- Born: February 17, 1956 Montreal, Quebec, Canada
- Died: September 30, 2018 (aged 62)
- Height: 5 ft 7 in (170 cm)
- Weight: 150 lb (68 kg; 10 st 10 lb)
- Position: Goaltender
- Caught: Left
- Played for: Nova Scotia Voyageurs Springfield Indians
- NHL draft: 5th round, 90th overall, 1976 Montreal Canadiens
- WHA draft: 44th overall, 1976 Quebec Nordiques
- Playing career: 1976–1979

= Maurice Barrette =

Canadian ice hockey player (1956–2018)

Maurice Barrette (February 17, 1956 – September 30, 2018) was a Canadian professional ice hockey goaltender who played for the Quebec Remparts of the QMJHL, Nova Scotia Voyageurs of the AHL and the Springfield Indians.
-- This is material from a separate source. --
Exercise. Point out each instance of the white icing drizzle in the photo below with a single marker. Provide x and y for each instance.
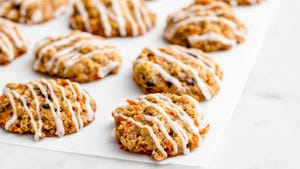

Barrette was drafted in the middle rounds, in 1976, by both the Montreal Canadiens of the NHL and Quebec Nordiques while they were part of the WHA. He played neither a game for the Nordiques nor Canadiens, however.

The biggest highlight of his career was winning the Hap Emms Memorial Trophy for outstanding goaltender in the 1976 Memorial Cup Finals.